02-29-2012, 03:08 AM
Roadrunner
Re: Around China in 100 Days
Yushu to Xiewu – Day 92
We hit up the internet tent-cafe after lunch to see if we could find a bank somewhere near. We were on our last 100 kuai. No luck, so we had to ask for directions, but the answers we were given were very vague and sometimes contradictory. We also wanted to find a Lifan shop afterwards for repairs and maintenance for the bikes, but couldn’t find any. Our poor bikes would need to get attention in the next major town we come to. It was time to do a bit of sightseeing.
Because of the confusion with the makeshift roads, and my GPS map being a bit out of date, we got quite confused about which road to take to the Wencheng temple, but we got there in the end.
We got back on to the G214 (a road I could follow if I wanted to keep going straight on into T*bet) through a winding gorge for 15 kilometres until we came to the turn off to the Wencheng temple. The turnoff led through a valley shrouded in prayer flags.
At the internet cafe, Lulu had contacted another rider, Christine (known as MeowZeDong on MyChinaMoto) who was driving from Yunnan to Xinjiang and it looked like we would be crossing paths. I called her to see if we would be able to meet up and swap a few stories, but unfortunately the bike she was riding (a Galaxy XTR250L) had come to a nasty end. Luckily, she was fine but heading back to Hong Kong to get back to her job. She’s a very talented photographer and writer, so it was really disappointing to hear that.
We got to the end of the road and there was a hot spring spa, only 20 kuai each. We seriously thought about it, but we were so low on money that if we couldn’t find an ATM today, we would have to spend our remaining money on accommodation.

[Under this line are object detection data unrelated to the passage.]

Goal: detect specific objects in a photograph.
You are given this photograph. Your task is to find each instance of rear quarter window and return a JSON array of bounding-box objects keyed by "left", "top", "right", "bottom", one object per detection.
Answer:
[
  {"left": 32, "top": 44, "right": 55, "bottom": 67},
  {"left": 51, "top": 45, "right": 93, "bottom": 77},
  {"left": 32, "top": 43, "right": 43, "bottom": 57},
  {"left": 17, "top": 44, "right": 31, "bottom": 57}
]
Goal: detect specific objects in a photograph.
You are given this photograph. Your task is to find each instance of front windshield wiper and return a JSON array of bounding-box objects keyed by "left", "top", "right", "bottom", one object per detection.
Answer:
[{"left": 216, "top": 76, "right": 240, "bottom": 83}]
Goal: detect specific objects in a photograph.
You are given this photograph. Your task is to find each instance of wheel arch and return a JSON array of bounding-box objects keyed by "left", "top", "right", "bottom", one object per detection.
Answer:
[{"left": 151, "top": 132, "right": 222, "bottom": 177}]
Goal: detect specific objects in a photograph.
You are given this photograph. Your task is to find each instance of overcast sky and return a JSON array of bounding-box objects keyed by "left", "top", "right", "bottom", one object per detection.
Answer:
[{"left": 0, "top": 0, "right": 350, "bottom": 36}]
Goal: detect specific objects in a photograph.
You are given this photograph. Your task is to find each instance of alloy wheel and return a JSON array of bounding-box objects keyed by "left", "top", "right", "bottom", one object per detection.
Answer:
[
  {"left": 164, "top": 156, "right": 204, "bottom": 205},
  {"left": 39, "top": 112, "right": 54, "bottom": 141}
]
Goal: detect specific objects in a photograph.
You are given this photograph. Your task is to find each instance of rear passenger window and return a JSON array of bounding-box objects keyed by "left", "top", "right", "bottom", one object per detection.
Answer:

I didn’t want to be sleeping on the bike that night.
We drove back to the Wencheng temple, which is where the Chinese princess Wencheng rested for a month in the 7th century on her way from from Xi’an to Lhasa, before her marriage to Tibetan King Songsten Gyampo. Parts of the temple date from the 8th century CE.
As we got going again it started to rain. We got back into Yushu determined to find an ATM. We followed directions from locals who said there was a bank at the government headquarters a couple of kilometres north. The headquarters was a swarm of tents and a couple of buildings overshadowed by a big fort-like temple. No points for guessing where the big-wigs had holed up in.
Lulu got very muddy because she wasn’t able to have her front mudguard fixed. She didn’t mind. We were solvent again!!
Anxiety number one resolved. We had wanted to stay in Yushu for a rest day before we came into town, but realised there really isn’t much in the way of ‘town’ left. So our sleeping-place-destination changed to Shiqu, across the border into Sichuan.
After a quick Sichuan style meal, we stopped at a shower shop. All over China, there are places dedicated to selling showers. We hadn’t had one since the first night in Maduo and after being wet, muddy and cold the high pressure showers were absolute heaven.
I put on my damp riding gear, but my muscles were glowing and warm after the shower so I didn’t mind so much. We had to get going after all.
Before long we were cold and wet again, and it started to get dark as we arrived in Xiewu, the last town before Shiqu. It was a no brainer for me. I didn’t want to be up and driving around in the cold mountains of northern Qinghai in the dark, miles from civilisation. Lulu wanted to move on, and I had to convince her that it was a bad idea. What a weird role reversal.
We stayed in a T*betan family’s lounge above their convenience store. The place was warm and homely and they were very nice, generous people and gave us free milk tea when we asked to buy some.
There were three beds and we were sharing the lounge with a Chinese truckie who was also paying, which we hadn’t expected and he kept us up for a while after we went to bed and turned the lights off, talking loudly into his phone in the other bed right next to my head. It wasn’t new, we had experienced this before, but it was more than a little irritating as I tried to drift off to sleep.